My then-girlfriend asked me to draw an elephant for a friend of hers at work. The lady really liked elephants, I guess. But my girlfriend, picking up on what I'd been saying, said "You can just hack it out."
See, that's a line. I get to say that I hack. Nobody else gets to. She didn't mean anything by it, I'm sure, but the result was a Shakabuku moment. I decided to up my game, just out of irritation. I've got this theory that the "why" you do something isn't always as important as the "what". Sometimes I work out because I want to, sometimes because I have to, but the important part is that you work out, right?
So I went to the library and got some childrens' books, leading to my conversation with the section's librarian:
Librarian (noticing I was an adult with no kids with him): Can I help you?
Me: I'm looking for books on elephants.
Librarian: Are you looking for something in a… remedial… reading level?
Me: No, I'm looking for something with lots of pictures.
You kids today don't realize how great you have it with your internets and your Google image searches.
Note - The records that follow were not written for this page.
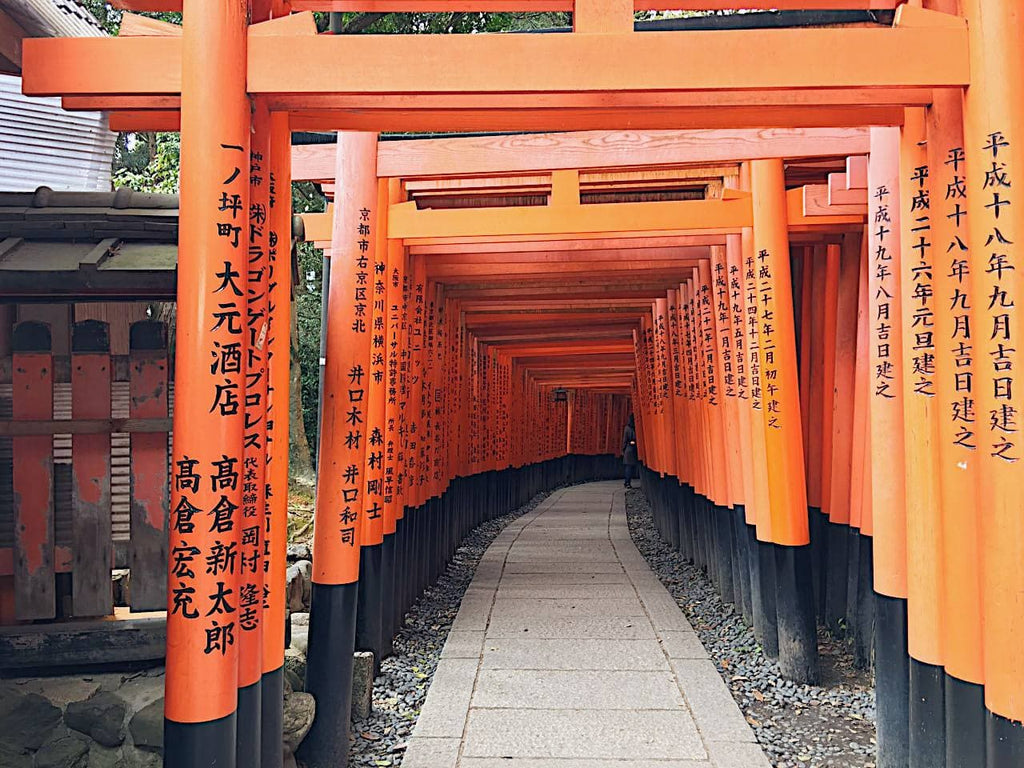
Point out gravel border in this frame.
[348,488,559,768]
[626,489,876,768]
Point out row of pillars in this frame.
[634,43,1024,768]
[164,0,629,768]
[300,133,629,766]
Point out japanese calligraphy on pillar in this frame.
[383,251,406,516]
[868,184,899,399]
[170,134,249,656]
[937,146,977,451]
[338,207,376,548]
[907,160,935,397]
[757,249,782,429]
[239,115,270,663]
[727,259,750,400]
[743,253,762,411]
[362,201,388,545]
[713,259,737,397]
[979,131,1021,463]
[697,282,718,406]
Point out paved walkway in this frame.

Later, armed with two kids books on elephants, I had this. It's really atypical for me. It's inked with rapidiograph, not brush. It's got an angular, almost scratchy, style that's not like me. I was really happy with it. I used it on promotional postcards for a few years later, and it's one of the rare pieces from art school that I can look at and not wince.
The work friend liked it. The girlfriend liked it. And then she broke up with me the next month. But that's another story altogether, and one which doesn't need exploring at this juncture.
I was happy enough with the elephant art that I did a couple more in the "series". I drew a whale for the next one (which I colored for a Kubert assignment), and did a rhino for a third. When I did the rhino illustration, though, it felt uninspired again. The pose and the style was becoming repetitive. So, I moved on to other things, but had a new style to tuck into my toolbox.